Pettagama (පෙට්ටගම) – The Traditional Sri Lankan Wooden Chest of Heritage and Security

Pettagama (පෙට්ටගම) © Janaka Samarakoon - Suriyakantha CAC Pvt Ltd.

The pettagama (sinhala පෙට්ටගම, sometimes called the “dutch box”) is a heavy wooden chest that served multiple functions in sri lankan homes.

Early examples were used as rice bins, protecting paddy from moisture and rodents; traders also slung them between carrying poles when travelling, and well-to-do families locked jewellery, documents and fine textiles inside. Built from dense local timbers such as jak (Artocarpus heterophyllus), ebony, calamander or teak and banded with brass hinges or studs, a pettagama was hard to steal and became a visible badge of household prosperity and continuity.
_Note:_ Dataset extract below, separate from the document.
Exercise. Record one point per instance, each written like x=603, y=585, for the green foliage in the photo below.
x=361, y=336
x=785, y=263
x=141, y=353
European-style case furniture arrived with the Portuguese (16th century) and spread widely during Dutch rule of the coastal districts (1640 – 1796). Local carpenters quickly adapted European strong-box forms to indigenous woods: the result was the Sinhalese pettagama, prized by both Dutch officials and Kandyan families. Surviving pieces therefore mix European hardware (locks, hasps, carrying handles) with indigenous joinery and ornament, and many later writers simply dubbed them Dutch boxes.

 

Exquisite bichromatic marquetry in jack wood and ebony — a rarity in traditional Sri Lankan furniture | © Janaka Samarakoon - Suriyakantha CAC Pvt Ltd.
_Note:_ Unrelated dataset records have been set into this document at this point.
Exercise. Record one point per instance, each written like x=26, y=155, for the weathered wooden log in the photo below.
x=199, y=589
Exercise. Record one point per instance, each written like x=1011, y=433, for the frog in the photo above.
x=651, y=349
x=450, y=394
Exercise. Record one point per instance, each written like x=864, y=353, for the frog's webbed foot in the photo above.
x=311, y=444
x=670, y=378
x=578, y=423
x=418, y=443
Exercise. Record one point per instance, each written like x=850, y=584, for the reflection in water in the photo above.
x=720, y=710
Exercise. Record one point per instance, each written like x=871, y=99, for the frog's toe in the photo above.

This particular chest pairs jak with black ebony, the two-tone contrast creating a refined bichromatic marquetry patterns. Its iron lock incorporates a small spring-mounted bell that rings whenever the key is turned—a simple but effective tamper alarm found on some 18th-century export chests.

Unlike the block-footed “five-foot” VOC travel chests made in Dutch workshops, this example stands on four turned bun feet, a feature more typical of inland Sinhalese work. Hidden behind a false floor are two miniature drawers accessed by a sliding panel: such secret compartments were reserved for heirloom jewellery, small reliquaries or the household deed bundle.

 

18th-century Dutch colonial teak “five-foot” chest with brass fittings, later adapted with bun feet for domestic use. Once standard issue for VOC officials, its size was strictly regulated—Governor-General allowed 18 until 1791, when limits were reduced | National Museum of Singapore | All Rights Reserved

 

 


MARQUETRY IN SRI LANKAN 'TRADITIONAL' FURNITURE

Marquetry—the art of creating decorative patterns from contrasting veneers—was never widespread in Sri Lankan domestic furniture. Most village and Kandyan pieces relied on solid carving, boldly turned legs and brass mounts. Intricate inlay appeared mainly in urban workshops from the late 18th century onward, when European patrons desired “specimen-wood” showpieces. Ebony-and-jack marquetry, as seen on this pettagama, therefore signals a rare, high-status hybrid: local craftsmanship meeting colonial-era taste. Its two-tone starbursts and chequer motifs stand out precisely because they were exceptional in the island’s broader woodworking tradition.